The Convergence of Service Fulfillment and Assurance in Next-Generation OSS
As OSS evolves alongside hybrid, cloud and digital environments, bridging fulfillment and assurance will ease closed-loop operations and enable the delivery of more complex services.
Service fulfillment and service assurance were once very separate activities. In the digital service era, the two disciplines are increasingly becoming two parts of the same closed-loop process. Providing real-time intelligence about the status of the network and, more specifically, the network portion used to deliver specific services is now critical to operational optimization and service-level automation.
Connecting Assurance Data Into Fulfillment
Resource monitoring on the assurance side and in the network provides key information which is pertinent to the concept of a real-time active inventory. During the provisioning process, it has always been critical to have the correct view of available network resources, but in the digital service era, this status view is becoming more dynamic. Because hybrid network environments hold much more dynamic data on the current state of network assets, fault and performance data become relevant on much shorter cycles than in previous OSS iterations. We know that digital services can be much more ephemeral than traditional connectivity packages, and so the provisioning and de-provisioning of service components becomes more reliant on real-time intelligence.
Developing this new OSS format must have the usual considerations that we associate with modern leading telecoms software solutions: DevOps-based, open standards-based APIs, “real-time” capabilities, etc.
This provisioning intelligence should not be limited to the availability of capacity or allocations that can be made on certain network routes, but should also be looking at the health of granular sections of the network and across all domains. In this way, a deeper level of network optimization can be achieved, especially when using SDN/NFV elements as well as physical networks to fulfill services.
Native AI and ML Across OSS Enable Automation and Optimization
Artificial intelligence (AI) and machine learning (ML) enable highly effective approaches to processes like provisioning with the optimum amount of awareness baked into the decision-making. If common AI and ML functions are built into both the assurance and fulfillment systems, they can share highly actionable data-driven insights from performance monitoring, fault management and various other assurance touchpoints. AI and ML have an increased propensity for dynamic decision-making (instead of a rules-based approach) and can enable maximum automation and optimization through the closed loop.
Cloud-Enabled Fulfillment and Assurance in Next-Generation OSS
Developing this new OSS format must have the usual considerations that we associate with modern leading telecoms software solutions: DevOps-based, open standards-based APIs, “real-time” capabilities, etc. In addition, the solutions must be conceived with a cloud-enabled mindset. In a hybrid network, assurance will be collecting data on VNFs that are being created, changed and deleted according to the needs of the service. Assurance needs to be able to behave in the same way, although monitoring both traditional physical/logical networks and virtualized networks has obvious complications. Hybrid operations will be around for at least another decade, but, in terms of future-proofing, leading systems should be based in the cloud so they can line up with the native cloud operations of the following decade.
Orchestration in the Loop
The management and orchestration of service-centric operations should be a key part of the story in the converging spheres of fulfillment and assurance.

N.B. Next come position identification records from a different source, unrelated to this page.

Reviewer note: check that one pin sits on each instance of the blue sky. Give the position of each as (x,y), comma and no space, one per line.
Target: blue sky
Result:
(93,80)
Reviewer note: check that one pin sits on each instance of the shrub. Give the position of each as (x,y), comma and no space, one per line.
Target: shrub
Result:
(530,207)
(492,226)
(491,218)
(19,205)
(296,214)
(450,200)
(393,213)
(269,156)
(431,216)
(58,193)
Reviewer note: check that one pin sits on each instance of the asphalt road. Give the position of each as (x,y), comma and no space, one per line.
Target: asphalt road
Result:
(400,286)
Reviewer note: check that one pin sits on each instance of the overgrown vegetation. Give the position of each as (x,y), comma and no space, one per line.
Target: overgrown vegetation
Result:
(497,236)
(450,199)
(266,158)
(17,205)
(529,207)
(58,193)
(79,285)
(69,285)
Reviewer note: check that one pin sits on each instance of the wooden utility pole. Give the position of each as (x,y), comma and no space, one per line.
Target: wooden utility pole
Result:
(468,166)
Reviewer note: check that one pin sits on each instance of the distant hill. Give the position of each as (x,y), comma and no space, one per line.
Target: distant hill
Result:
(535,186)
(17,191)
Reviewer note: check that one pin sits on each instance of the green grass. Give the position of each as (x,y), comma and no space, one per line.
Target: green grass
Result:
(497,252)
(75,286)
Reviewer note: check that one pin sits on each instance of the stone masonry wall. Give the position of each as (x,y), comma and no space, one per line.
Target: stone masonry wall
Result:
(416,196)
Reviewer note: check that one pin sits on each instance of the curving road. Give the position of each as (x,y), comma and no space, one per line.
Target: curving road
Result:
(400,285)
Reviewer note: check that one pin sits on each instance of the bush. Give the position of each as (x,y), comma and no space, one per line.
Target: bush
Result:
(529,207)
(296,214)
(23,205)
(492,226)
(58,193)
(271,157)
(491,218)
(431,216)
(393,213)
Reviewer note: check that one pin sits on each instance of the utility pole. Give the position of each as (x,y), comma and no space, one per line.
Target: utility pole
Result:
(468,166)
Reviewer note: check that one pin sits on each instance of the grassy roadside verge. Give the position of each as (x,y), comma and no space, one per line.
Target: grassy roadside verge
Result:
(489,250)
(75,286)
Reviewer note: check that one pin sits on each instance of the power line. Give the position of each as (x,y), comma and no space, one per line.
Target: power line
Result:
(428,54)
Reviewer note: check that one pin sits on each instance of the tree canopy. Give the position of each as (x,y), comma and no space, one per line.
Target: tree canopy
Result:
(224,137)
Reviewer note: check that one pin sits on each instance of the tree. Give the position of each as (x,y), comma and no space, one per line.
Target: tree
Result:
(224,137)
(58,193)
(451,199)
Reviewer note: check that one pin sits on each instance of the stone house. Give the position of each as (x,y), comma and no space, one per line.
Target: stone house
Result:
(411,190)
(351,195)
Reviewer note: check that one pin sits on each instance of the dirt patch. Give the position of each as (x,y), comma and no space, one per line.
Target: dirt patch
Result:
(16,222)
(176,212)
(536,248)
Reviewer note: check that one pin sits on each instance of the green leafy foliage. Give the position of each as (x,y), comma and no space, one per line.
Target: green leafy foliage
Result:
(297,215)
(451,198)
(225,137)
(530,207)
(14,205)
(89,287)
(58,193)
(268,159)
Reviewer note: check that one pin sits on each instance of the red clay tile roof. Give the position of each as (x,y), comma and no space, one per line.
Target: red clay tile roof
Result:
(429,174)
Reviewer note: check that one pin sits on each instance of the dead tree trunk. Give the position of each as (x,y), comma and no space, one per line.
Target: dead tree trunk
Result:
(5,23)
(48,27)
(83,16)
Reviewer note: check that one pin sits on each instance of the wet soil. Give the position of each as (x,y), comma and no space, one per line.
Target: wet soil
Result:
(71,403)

In the fulfillment of a simple digital service, an orchestrator may run an automated workflow through several new modern systems, down into VNF management and activation of the service. However, in a more complex hybrid case in which legacy inventory must be interrogated, physical network activation triggered, etc., assurance data becomes essential to successfully fulfill the service without the need for the order to drop out of the automated path and enter a work queue for operations staff to manually activate.
This becomes especially relevant with the growth of network slicing under a 5G paradigm. The need for full automation is obvious in fulfilling complex enterprise services that involve a network slice, which may be provided over a hybrid network, depending on a myriad of geographical and domain-specific factors. Hence, the need for the loop of data intelligence in core OSS is not something that is needed for the mid-2020s but already showing benefits to service operations in 2019.